Although the United States maintains that the Afghan peace process must be Afghan-led, it has intensified its participation in negotiations in recent months.

Nevertheless, the Taliban has continued its terrorist activities.

The Taliban has denied recent media reports of meetings between American and unnamed “high-ranking” Taliban officials in Dubai and Bagram, the largest American-run military base in Afghanistan.

Taliban spokesman Zabihullah Mujahid dismissed the reports as “untrue” in a statement issued Sunday, noting, “We categorically reject such rumors.”

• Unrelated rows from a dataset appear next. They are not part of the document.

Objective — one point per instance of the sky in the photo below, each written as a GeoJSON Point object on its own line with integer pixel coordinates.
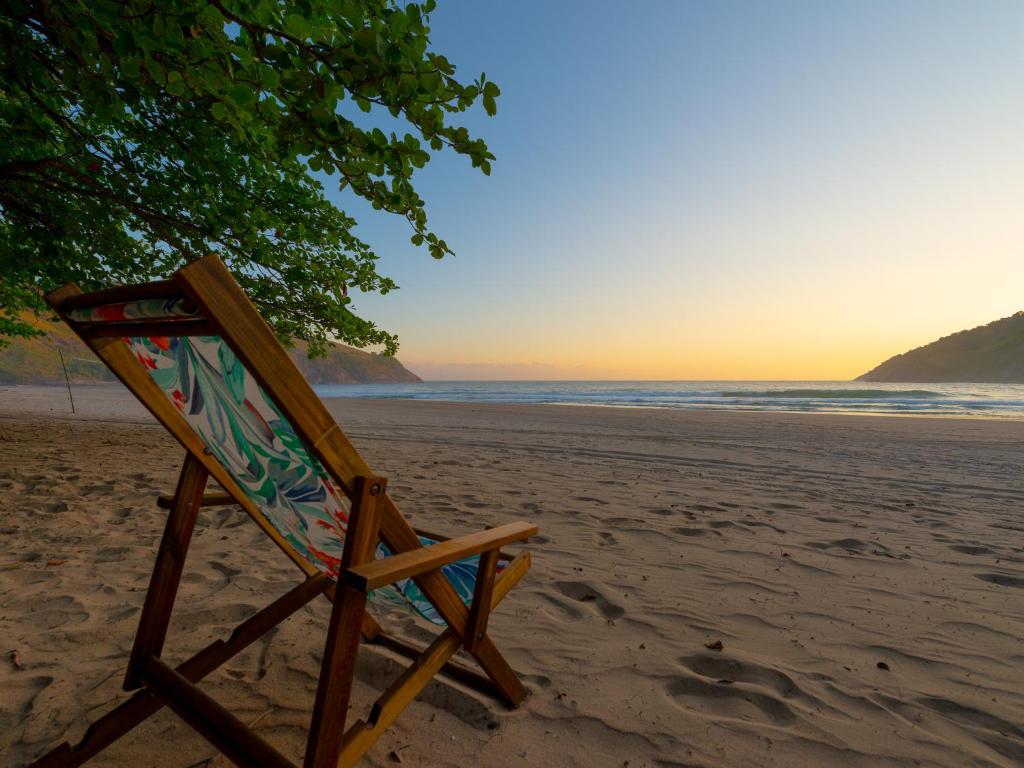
{"type": "Point", "coordinates": [773, 190]}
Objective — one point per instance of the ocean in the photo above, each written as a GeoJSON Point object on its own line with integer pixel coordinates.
{"type": "Point", "coordinates": [981, 400]}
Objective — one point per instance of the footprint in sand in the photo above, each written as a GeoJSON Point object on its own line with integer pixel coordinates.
{"type": "Point", "coordinates": [725, 699]}
{"type": "Point", "coordinates": [681, 530]}
{"type": "Point", "coordinates": [1001, 580]}
{"type": "Point", "coordinates": [585, 593]}
{"type": "Point", "coordinates": [736, 671]}
{"type": "Point", "coordinates": [969, 550]}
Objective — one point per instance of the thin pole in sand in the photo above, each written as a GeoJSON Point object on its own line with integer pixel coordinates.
{"type": "Point", "coordinates": [67, 380]}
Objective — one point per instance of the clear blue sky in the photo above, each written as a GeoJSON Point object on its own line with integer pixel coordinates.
{"type": "Point", "coordinates": [716, 189]}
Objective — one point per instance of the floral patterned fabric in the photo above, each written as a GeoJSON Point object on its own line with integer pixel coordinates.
{"type": "Point", "coordinates": [243, 429]}
{"type": "Point", "coordinates": [145, 309]}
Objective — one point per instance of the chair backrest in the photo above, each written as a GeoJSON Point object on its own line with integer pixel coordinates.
{"type": "Point", "coordinates": [192, 339]}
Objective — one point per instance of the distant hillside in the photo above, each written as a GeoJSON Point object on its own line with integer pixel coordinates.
{"type": "Point", "coordinates": [992, 353]}
{"type": "Point", "coordinates": [36, 361]}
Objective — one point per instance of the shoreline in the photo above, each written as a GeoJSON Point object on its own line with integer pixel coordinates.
{"type": "Point", "coordinates": [49, 392]}
{"type": "Point", "coordinates": [862, 577]}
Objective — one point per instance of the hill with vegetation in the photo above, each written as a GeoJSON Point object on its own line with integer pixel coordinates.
{"type": "Point", "coordinates": [37, 360]}
{"type": "Point", "coordinates": [992, 353]}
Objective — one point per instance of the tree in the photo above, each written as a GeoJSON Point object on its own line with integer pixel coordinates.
{"type": "Point", "coordinates": [138, 135]}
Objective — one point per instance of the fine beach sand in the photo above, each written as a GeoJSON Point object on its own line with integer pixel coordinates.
{"type": "Point", "coordinates": [864, 576]}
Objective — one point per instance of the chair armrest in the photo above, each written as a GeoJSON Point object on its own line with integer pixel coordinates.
{"type": "Point", "coordinates": [377, 573]}
{"type": "Point", "coordinates": [503, 556]}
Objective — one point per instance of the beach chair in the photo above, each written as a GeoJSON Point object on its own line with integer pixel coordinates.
{"type": "Point", "coordinates": [200, 357]}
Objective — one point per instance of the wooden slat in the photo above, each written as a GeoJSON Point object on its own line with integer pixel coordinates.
{"type": "Point", "coordinates": [210, 285]}
{"type": "Point", "coordinates": [210, 720]}
{"type": "Point", "coordinates": [167, 570]}
{"type": "Point", "coordinates": [176, 327]}
{"type": "Point", "coordinates": [503, 585]}
{"type": "Point", "coordinates": [122, 363]}
{"type": "Point", "coordinates": [122, 719]}
{"type": "Point", "coordinates": [387, 570]}
{"type": "Point", "coordinates": [363, 735]}
{"type": "Point", "coordinates": [504, 556]}
{"type": "Point", "coordinates": [479, 609]}
{"type": "Point", "coordinates": [338, 668]}
{"type": "Point", "coordinates": [159, 290]}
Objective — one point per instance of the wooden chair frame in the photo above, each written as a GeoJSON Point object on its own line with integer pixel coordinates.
{"type": "Point", "coordinates": [221, 308]}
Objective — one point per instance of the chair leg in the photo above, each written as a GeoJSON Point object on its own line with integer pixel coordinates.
{"type": "Point", "coordinates": [338, 667]}
{"type": "Point", "coordinates": [337, 671]}
{"type": "Point", "coordinates": [167, 570]}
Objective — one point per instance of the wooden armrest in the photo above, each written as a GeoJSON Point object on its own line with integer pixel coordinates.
{"type": "Point", "coordinates": [377, 573]}
{"type": "Point", "coordinates": [504, 556]}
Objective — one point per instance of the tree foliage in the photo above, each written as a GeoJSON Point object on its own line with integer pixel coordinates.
{"type": "Point", "coordinates": [138, 135]}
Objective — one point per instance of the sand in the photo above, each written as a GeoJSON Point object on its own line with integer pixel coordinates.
{"type": "Point", "coordinates": [864, 577]}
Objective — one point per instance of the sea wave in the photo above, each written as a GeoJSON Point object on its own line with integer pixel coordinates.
{"type": "Point", "coordinates": [845, 394]}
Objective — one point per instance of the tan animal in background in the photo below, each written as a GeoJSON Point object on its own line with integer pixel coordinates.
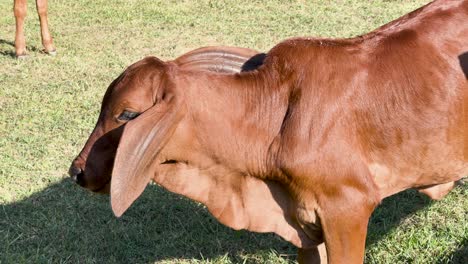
{"type": "Point", "coordinates": [20, 15]}
{"type": "Point", "coordinates": [304, 145]}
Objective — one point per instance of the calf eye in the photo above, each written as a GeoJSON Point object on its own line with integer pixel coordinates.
{"type": "Point", "coordinates": [127, 115]}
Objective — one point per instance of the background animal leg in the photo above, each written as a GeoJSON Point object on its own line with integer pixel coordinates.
{"type": "Point", "coordinates": [47, 41]}
{"type": "Point", "coordinates": [20, 14]}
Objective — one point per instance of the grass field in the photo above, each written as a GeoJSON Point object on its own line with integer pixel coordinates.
{"type": "Point", "coordinates": [48, 107]}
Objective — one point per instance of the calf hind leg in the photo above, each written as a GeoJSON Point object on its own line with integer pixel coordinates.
{"type": "Point", "coordinates": [439, 191]}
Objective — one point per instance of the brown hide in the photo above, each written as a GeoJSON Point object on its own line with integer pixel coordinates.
{"type": "Point", "coordinates": [307, 144]}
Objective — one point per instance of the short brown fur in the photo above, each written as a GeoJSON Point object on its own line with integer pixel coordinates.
{"type": "Point", "coordinates": [307, 144]}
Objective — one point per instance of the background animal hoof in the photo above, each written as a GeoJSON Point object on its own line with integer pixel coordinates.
{"type": "Point", "coordinates": [22, 56]}
{"type": "Point", "coordinates": [51, 53]}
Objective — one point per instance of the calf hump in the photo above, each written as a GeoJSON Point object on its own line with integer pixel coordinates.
{"type": "Point", "coordinates": [221, 59]}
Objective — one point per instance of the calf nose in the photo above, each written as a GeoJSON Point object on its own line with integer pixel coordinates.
{"type": "Point", "coordinates": [75, 173]}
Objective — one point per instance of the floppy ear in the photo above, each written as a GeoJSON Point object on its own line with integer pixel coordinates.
{"type": "Point", "coordinates": [141, 141]}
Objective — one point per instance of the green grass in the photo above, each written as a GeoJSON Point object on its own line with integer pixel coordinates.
{"type": "Point", "coordinates": [48, 107]}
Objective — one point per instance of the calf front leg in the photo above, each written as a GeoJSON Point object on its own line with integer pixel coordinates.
{"type": "Point", "coordinates": [315, 255]}
{"type": "Point", "coordinates": [19, 9]}
{"type": "Point", "coordinates": [47, 41]}
{"type": "Point", "coordinates": [344, 224]}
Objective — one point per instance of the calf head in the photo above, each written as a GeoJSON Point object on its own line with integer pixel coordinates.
{"type": "Point", "coordinates": [139, 126]}
{"type": "Point", "coordinates": [144, 89]}
{"type": "Point", "coordinates": [131, 94]}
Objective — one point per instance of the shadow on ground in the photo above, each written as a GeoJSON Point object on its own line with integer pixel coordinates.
{"type": "Point", "coordinates": [65, 223]}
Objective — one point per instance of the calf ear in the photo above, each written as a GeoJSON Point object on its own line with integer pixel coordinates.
{"type": "Point", "coordinates": [141, 141]}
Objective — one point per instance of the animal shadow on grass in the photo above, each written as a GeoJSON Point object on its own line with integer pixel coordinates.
{"type": "Point", "coordinates": [65, 223]}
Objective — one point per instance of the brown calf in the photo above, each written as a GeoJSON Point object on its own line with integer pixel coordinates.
{"type": "Point", "coordinates": [307, 144]}
{"type": "Point", "coordinates": [20, 15]}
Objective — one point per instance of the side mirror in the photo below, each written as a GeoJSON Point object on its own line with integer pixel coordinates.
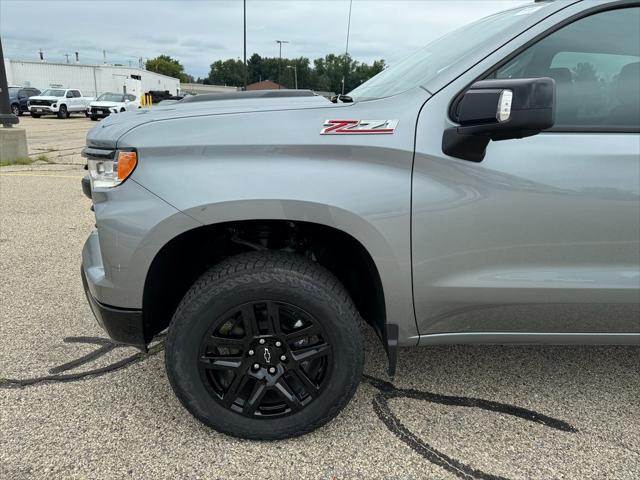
{"type": "Point", "coordinates": [499, 110]}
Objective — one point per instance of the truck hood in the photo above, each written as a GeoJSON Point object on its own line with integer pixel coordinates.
{"type": "Point", "coordinates": [109, 130]}
{"type": "Point", "coordinates": [107, 104]}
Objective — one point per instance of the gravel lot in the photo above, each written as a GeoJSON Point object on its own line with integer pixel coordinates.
{"type": "Point", "coordinates": [452, 412]}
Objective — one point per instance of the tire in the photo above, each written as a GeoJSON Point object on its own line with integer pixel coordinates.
{"type": "Point", "coordinates": [303, 381]}
{"type": "Point", "coordinates": [63, 112]}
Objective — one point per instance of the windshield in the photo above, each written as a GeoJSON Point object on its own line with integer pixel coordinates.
{"type": "Point", "coordinates": [53, 93]}
{"type": "Point", "coordinates": [426, 64]}
{"type": "Point", "coordinates": [111, 97]}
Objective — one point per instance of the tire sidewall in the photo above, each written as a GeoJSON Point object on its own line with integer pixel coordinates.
{"type": "Point", "coordinates": [194, 319]}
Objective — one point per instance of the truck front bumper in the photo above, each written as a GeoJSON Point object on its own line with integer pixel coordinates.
{"type": "Point", "coordinates": [122, 325]}
{"type": "Point", "coordinates": [43, 109]}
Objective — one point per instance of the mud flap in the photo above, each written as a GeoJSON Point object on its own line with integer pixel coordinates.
{"type": "Point", "coordinates": [391, 346]}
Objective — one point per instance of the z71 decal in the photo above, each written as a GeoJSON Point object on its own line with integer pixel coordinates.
{"type": "Point", "coordinates": [358, 127]}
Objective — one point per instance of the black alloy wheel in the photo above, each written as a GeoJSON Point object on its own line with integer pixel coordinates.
{"type": "Point", "coordinates": [63, 112]}
{"type": "Point", "coordinates": [265, 359]}
{"type": "Point", "coordinates": [265, 345]}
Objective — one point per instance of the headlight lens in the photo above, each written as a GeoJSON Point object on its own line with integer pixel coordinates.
{"type": "Point", "coordinates": [108, 173]}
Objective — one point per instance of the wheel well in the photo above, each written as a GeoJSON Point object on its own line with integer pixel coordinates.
{"type": "Point", "coordinates": [181, 261]}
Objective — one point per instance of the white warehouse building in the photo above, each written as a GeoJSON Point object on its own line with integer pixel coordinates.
{"type": "Point", "coordinates": [91, 80]}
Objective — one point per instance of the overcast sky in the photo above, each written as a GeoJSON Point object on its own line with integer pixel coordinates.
{"type": "Point", "coordinates": [198, 32]}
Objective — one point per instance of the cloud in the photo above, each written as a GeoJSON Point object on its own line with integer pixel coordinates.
{"type": "Point", "coordinates": [199, 32]}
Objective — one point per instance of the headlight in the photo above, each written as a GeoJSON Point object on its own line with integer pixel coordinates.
{"type": "Point", "coordinates": [108, 173]}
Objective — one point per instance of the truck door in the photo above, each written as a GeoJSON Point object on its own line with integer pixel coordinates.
{"type": "Point", "coordinates": [542, 236]}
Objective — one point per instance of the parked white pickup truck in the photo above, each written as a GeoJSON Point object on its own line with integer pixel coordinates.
{"type": "Point", "coordinates": [58, 101]}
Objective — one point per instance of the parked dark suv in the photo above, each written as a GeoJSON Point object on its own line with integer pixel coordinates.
{"type": "Point", "coordinates": [18, 97]}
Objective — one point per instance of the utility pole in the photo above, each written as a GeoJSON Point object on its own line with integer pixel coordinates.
{"type": "Point", "coordinates": [280, 42]}
{"type": "Point", "coordinates": [13, 141]}
{"type": "Point", "coordinates": [245, 45]}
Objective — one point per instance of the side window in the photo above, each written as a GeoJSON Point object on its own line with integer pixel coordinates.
{"type": "Point", "coordinates": [595, 62]}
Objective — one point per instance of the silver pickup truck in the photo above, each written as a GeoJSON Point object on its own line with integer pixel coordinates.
{"type": "Point", "coordinates": [484, 190]}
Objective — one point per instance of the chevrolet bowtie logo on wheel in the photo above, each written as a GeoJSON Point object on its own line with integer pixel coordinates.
{"type": "Point", "coordinates": [358, 127]}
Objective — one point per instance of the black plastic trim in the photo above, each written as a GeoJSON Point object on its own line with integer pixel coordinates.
{"type": "Point", "coordinates": [86, 185]}
{"type": "Point", "coordinates": [122, 325]}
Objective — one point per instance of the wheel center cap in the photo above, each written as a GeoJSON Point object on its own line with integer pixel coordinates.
{"type": "Point", "coordinates": [267, 354]}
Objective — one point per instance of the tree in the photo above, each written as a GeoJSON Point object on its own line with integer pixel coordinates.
{"type": "Point", "coordinates": [323, 74]}
{"type": "Point", "coordinates": [166, 65]}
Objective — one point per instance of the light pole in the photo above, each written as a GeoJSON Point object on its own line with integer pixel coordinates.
{"type": "Point", "coordinates": [295, 73]}
{"type": "Point", "coordinates": [245, 45]}
{"type": "Point", "coordinates": [346, 50]}
{"type": "Point", "coordinates": [7, 118]}
{"type": "Point", "coordinates": [280, 42]}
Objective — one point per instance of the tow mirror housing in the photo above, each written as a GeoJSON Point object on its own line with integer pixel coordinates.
{"type": "Point", "coordinates": [499, 110]}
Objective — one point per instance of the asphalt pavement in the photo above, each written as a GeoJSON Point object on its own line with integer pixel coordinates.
{"type": "Point", "coordinates": [75, 406]}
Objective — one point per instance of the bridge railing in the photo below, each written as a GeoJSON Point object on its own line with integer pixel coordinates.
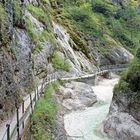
{"type": "Point", "coordinates": [23, 113]}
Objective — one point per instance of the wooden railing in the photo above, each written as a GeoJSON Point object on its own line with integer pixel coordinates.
{"type": "Point", "coordinates": [17, 128]}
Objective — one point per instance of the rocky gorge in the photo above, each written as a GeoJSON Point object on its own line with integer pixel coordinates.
{"type": "Point", "coordinates": [70, 38]}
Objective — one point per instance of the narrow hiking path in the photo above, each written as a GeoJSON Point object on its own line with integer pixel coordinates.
{"type": "Point", "coordinates": [52, 78]}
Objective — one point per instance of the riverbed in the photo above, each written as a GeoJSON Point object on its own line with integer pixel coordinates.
{"type": "Point", "coordinates": [87, 124]}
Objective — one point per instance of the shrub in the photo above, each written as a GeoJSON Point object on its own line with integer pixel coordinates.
{"type": "Point", "coordinates": [41, 15]}
{"type": "Point", "coordinates": [59, 63]}
{"type": "Point", "coordinates": [4, 36]}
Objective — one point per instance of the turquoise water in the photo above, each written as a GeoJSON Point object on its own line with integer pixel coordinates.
{"type": "Point", "coordinates": [86, 124]}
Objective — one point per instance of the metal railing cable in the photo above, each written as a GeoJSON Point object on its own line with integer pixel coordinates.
{"type": "Point", "coordinates": [32, 98]}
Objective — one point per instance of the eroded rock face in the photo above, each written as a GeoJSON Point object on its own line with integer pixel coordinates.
{"type": "Point", "coordinates": [77, 95]}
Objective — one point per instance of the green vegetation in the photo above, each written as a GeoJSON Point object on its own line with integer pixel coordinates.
{"type": "Point", "coordinates": [44, 17]}
{"type": "Point", "coordinates": [96, 19]}
{"type": "Point", "coordinates": [41, 15]}
{"type": "Point", "coordinates": [4, 37]}
{"type": "Point", "coordinates": [59, 63]}
{"type": "Point", "coordinates": [44, 116]}
{"type": "Point", "coordinates": [30, 30]}
{"type": "Point", "coordinates": [17, 12]}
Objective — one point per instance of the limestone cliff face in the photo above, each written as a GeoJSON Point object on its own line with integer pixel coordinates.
{"type": "Point", "coordinates": [32, 45]}
{"type": "Point", "coordinates": [123, 121]}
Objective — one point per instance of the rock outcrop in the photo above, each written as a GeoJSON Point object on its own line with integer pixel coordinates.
{"type": "Point", "coordinates": [77, 95]}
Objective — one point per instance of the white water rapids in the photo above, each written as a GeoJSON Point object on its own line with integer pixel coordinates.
{"type": "Point", "coordinates": [86, 124]}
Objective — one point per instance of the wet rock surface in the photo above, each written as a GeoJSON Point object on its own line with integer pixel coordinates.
{"type": "Point", "coordinates": [77, 95]}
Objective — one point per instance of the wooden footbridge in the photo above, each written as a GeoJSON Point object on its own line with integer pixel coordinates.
{"type": "Point", "coordinates": [17, 127]}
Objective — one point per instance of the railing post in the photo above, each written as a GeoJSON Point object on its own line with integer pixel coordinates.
{"type": "Point", "coordinates": [17, 111]}
{"type": "Point", "coordinates": [23, 114]}
{"type": "Point", "coordinates": [8, 131]}
{"type": "Point", "coordinates": [31, 103]}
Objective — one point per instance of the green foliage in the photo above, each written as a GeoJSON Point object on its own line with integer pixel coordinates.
{"type": "Point", "coordinates": [4, 37]}
{"type": "Point", "coordinates": [96, 18]}
{"type": "Point", "coordinates": [44, 116]}
{"type": "Point", "coordinates": [130, 80]}
{"type": "Point", "coordinates": [41, 15]}
{"type": "Point", "coordinates": [17, 12]}
{"type": "Point", "coordinates": [104, 7]}
{"type": "Point", "coordinates": [59, 63]}
{"type": "Point", "coordinates": [30, 30]}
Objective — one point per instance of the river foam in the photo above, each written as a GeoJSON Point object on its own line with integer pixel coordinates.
{"type": "Point", "coordinates": [86, 124]}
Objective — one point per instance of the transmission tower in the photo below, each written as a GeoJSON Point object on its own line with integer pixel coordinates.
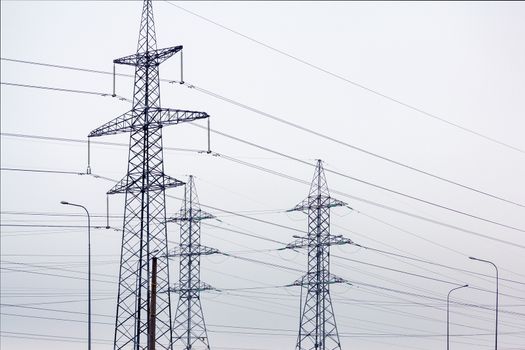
{"type": "Point", "coordinates": [317, 326]}
{"type": "Point", "coordinates": [189, 327]}
{"type": "Point", "coordinates": [144, 229]}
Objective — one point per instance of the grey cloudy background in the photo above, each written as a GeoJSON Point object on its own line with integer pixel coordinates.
{"type": "Point", "coordinates": [463, 62]}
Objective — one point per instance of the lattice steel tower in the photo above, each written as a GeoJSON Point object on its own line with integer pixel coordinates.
{"type": "Point", "coordinates": [189, 327]}
{"type": "Point", "coordinates": [144, 229]}
{"type": "Point", "coordinates": [317, 326]}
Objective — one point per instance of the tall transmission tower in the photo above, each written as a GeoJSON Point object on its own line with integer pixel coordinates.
{"type": "Point", "coordinates": [317, 326]}
{"type": "Point", "coordinates": [144, 229]}
{"type": "Point", "coordinates": [189, 327]}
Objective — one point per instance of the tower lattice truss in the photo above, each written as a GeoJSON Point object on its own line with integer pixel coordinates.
{"type": "Point", "coordinates": [189, 327]}
{"type": "Point", "coordinates": [317, 326]}
{"type": "Point", "coordinates": [144, 228]}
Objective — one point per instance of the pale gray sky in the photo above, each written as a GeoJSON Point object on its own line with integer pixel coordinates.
{"type": "Point", "coordinates": [463, 62]}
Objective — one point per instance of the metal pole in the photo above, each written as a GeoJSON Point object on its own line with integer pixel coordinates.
{"type": "Point", "coordinates": [88, 170]}
{"type": "Point", "coordinates": [107, 211]}
{"type": "Point", "coordinates": [181, 67]}
{"type": "Point", "coordinates": [448, 313]}
{"type": "Point", "coordinates": [153, 305]}
{"type": "Point", "coordinates": [114, 94]}
{"type": "Point", "coordinates": [209, 146]}
{"type": "Point", "coordinates": [89, 267]}
{"type": "Point", "coordinates": [497, 297]}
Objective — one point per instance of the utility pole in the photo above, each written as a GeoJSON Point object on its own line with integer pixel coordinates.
{"type": "Point", "coordinates": [153, 305]}
{"type": "Point", "coordinates": [317, 326]}
{"type": "Point", "coordinates": [189, 327]}
{"type": "Point", "coordinates": [144, 227]}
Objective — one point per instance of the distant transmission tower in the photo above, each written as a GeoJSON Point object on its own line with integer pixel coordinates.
{"type": "Point", "coordinates": [317, 327]}
{"type": "Point", "coordinates": [189, 326]}
{"type": "Point", "coordinates": [144, 232]}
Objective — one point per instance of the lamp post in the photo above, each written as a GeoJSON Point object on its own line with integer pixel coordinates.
{"type": "Point", "coordinates": [448, 313]}
{"type": "Point", "coordinates": [89, 267]}
{"type": "Point", "coordinates": [497, 297]}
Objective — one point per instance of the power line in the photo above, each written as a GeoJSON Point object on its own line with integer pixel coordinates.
{"type": "Point", "coordinates": [104, 143]}
{"type": "Point", "coordinates": [300, 127]}
{"type": "Point", "coordinates": [64, 90]}
{"type": "Point", "coordinates": [365, 182]}
{"type": "Point", "coordinates": [346, 80]}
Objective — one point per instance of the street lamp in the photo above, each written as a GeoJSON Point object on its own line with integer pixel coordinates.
{"type": "Point", "coordinates": [497, 297]}
{"type": "Point", "coordinates": [448, 312]}
{"type": "Point", "coordinates": [89, 267]}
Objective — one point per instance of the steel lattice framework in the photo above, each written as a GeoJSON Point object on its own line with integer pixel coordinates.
{"type": "Point", "coordinates": [317, 326]}
{"type": "Point", "coordinates": [144, 228]}
{"type": "Point", "coordinates": [189, 327]}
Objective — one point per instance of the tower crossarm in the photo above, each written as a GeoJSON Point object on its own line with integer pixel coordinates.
{"type": "Point", "coordinates": [183, 250]}
{"type": "Point", "coordinates": [146, 118]}
{"type": "Point", "coordinates": [149, 58]}
{"type": "Point", "coordinates": [196, 215]}
{"type": "Point", "coordinates": [310, 279]}
{"type": "Point", "coordinates": [202, 286]}
{"type": "Point", "coordinates": [317, 202]}
{"type": "Point", "coordinates": [134, 184]}
{"type": "Point", "coordinates": [305, 242]}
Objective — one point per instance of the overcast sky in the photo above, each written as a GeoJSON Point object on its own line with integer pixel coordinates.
{"type": "Point", "coordinates": [461, 62]}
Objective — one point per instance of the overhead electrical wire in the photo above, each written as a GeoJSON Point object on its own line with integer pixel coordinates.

Mujahid emphasized that it conducts its diplomatic activities from its office in Qatar, adding:

It is entirely possible that some self-interested individuals – for financial and other motives – could have tried to fool the Americans with such actions and posed as representatives of the Islamic Emirate to the Americans who have fallen for similar traps multiple times. But the reality remains that all our diplomatic contacts shall be conducted through the Political Office and known addresses.

The Americans must realize that such fraudulent and fake efforts and contacts can also seriously harm any possible genuine process of dialogue.

The Taliban has confirmed meeting top U.S. Department of State official Alice Wells in July in Qatar following a historic three-day truce between the terrorist group and U.S.-backed Afghan forces the previous month.

The meeting also came soon in the wake of Taliban chief Hibatullah Akhundzada renewed the jihadi organizations calls for direct negotiations with the United States.

On Sunday, Voice of America (VOA) reported:

The Taliban had described the Qatar meeting with Wells’ delegation as productive.But the rare contact apparently failed to encourage further meetings between the two sides because there have been no signs of an Afghan peace process.

Instead, the Taliban has intensified battlefield attacks against U.S.-backed Afghan security forces, inflicting massive casualties on them and capturing new territory.

VOA quoted Interior Minister Wais Ahmad Barmak as telling Afghan lawmakers over the weekend that “daily 30 ANA (Afghan National Army) and police personnel get killed.”

The Trump administration has deemed “reconciliation” between Kabul and the Taliban the end-state of its strategy to end the war in Afghanistan, which has been raging since October 2001.

U.S. officials have reportedly designated former diplomat Zalmay Khalilzad as the Trump administration’s special advisor to Afghanistan to promote peace negotiations.